A Roma, un ragazzo transessuale di 19 anni (il cui nome resterà anonimo per sua volontà) è ancora in attesa di ricevere il suo diploma di maturità, conseguito alla scuola alberghiera di Velletri.
Una situazione spiacevole, nata dal fatto che il ragazzo, nato biologicamente donna ma che da sempre si sentiva uomo, nel 2015 ha iniziato il percorso di transizione di genere, fatto di cui la scuola era a conoscenza.
Poco dopo essersi diplomato, Luca ha ottenuto la sentenza esecutiva del cambio di genere da parte del giudice, con relativo aggiornamento del nome anagrafico sui documenti di identità ma l’istituto, nonostante il suo cambio d’identità, non ha ancora provveduto a stampare il diploma con i dati anagrafici corretti.
Quando ho ottenuto la sentenza, nel settembre dello scorso anno, appena uscito dal tribunale con le copie, ne ho portata subito una alla scuola, molto prima che il diploma fosse stampato, e la vicepreside mi ha garantito che mi sarebbe stato rilasciato con i dati anagrafici corretti” – ha raccontato il ragazzo ai media – “ma non mi è stato dato ancora nulla perché dicono che quando mi sono diplomato avevo ancora il mio vecchio nome“.
Un istituto scolastico che si rifiuta di cambiare il nome sul diploma in presenza di una sentenza esecutiva non sta dando esecuzione a un ordine dell’autorità giudiziaria. Il mancato ottemperamento di un provvedimento dell’autorità è un reato penale”, ha affermato l’avvocata e attivista per i diritti LGBTQIA, Cathy La Torre.
Dal punto di vista giuridico il cambiamento dei dati anagrafici per le persone transgender che hanno una sentenza esecutiva è previsto dalla legge per tutti i documenti, non solo per codice fiscale e carta di identità. Per ragioni di certezza del diritto,non è possibile avere documenti con dati discordanti“.
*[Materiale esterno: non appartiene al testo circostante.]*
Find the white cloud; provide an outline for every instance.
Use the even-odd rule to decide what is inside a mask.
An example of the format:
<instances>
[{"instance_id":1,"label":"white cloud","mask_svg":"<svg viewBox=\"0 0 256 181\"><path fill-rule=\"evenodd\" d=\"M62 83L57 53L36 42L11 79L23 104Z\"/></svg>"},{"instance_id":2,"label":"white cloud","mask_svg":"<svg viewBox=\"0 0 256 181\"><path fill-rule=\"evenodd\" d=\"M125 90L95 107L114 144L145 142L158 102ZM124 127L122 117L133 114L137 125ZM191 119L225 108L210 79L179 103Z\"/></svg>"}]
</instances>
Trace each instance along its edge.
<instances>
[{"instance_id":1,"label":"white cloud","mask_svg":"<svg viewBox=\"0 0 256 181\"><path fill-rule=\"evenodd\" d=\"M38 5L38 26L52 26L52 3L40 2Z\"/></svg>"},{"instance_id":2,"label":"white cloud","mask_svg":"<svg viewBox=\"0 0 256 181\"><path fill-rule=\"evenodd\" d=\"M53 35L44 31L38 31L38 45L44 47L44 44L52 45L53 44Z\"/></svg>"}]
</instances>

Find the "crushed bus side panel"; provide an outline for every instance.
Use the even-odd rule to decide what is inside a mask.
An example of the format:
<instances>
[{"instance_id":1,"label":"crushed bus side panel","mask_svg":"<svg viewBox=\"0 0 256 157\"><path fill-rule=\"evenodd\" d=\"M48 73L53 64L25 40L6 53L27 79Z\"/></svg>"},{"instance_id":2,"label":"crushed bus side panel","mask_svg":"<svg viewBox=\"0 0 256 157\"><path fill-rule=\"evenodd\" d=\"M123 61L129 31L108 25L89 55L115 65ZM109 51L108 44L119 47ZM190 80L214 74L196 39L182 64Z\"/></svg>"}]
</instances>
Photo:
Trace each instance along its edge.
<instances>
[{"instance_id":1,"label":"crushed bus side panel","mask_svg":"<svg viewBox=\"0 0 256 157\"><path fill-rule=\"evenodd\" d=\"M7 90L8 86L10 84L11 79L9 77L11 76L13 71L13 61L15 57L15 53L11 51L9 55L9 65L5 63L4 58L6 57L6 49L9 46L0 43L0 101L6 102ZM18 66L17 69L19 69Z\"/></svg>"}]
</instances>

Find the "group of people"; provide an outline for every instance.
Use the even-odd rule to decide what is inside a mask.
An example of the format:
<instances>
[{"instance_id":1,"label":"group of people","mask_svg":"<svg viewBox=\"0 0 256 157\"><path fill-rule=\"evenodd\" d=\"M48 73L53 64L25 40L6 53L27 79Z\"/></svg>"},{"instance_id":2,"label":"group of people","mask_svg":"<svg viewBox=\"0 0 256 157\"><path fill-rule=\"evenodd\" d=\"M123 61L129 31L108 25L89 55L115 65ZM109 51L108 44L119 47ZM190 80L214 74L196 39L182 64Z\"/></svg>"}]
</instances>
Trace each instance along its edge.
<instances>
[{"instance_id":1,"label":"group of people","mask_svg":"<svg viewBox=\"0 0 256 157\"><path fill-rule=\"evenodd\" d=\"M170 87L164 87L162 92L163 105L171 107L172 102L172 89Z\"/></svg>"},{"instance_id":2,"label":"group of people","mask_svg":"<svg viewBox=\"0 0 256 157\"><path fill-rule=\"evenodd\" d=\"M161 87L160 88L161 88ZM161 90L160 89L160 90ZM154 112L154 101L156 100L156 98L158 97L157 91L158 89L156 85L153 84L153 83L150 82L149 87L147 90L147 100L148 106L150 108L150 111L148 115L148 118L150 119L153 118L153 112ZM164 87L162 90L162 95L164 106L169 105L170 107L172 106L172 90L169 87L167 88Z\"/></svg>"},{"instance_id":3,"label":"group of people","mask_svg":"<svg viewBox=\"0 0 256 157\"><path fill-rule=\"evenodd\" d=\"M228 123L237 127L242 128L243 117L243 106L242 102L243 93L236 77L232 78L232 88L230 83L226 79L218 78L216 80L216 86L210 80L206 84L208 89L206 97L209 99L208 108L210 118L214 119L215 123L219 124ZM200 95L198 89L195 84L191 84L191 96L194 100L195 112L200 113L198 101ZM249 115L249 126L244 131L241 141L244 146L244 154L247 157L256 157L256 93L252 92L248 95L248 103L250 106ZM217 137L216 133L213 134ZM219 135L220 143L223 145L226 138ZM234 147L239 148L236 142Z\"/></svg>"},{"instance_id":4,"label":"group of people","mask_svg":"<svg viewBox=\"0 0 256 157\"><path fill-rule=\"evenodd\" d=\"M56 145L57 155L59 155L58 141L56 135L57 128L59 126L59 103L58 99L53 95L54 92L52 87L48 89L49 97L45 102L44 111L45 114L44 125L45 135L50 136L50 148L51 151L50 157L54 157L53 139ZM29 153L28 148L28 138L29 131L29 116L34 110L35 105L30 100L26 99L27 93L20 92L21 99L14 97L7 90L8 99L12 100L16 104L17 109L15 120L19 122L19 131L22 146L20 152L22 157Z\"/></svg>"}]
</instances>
E ha così concluso: “La segreteria amministrativa dell’istituto, contattata telefonicamente, afferma che i diplomi devono essere ancora compilati, e che, in accordo con la preside, il documento verrà stampato con le nuove generalità del ragazzo. Ma resta ancora da capire il motivo del rifiuto da parte della segreteria a rilasciare un certificato attestante la maturità del ragazzo, richiesto dall’università al fine di perfezionare l’iscrizione“.
Nel frattempo, per iscriversi all’università, il ragazzo ha dovuto presentare un’autocertificazione, sperando che l’iscrizione non venga invalidata causa mancato ricevimento del diploma originale.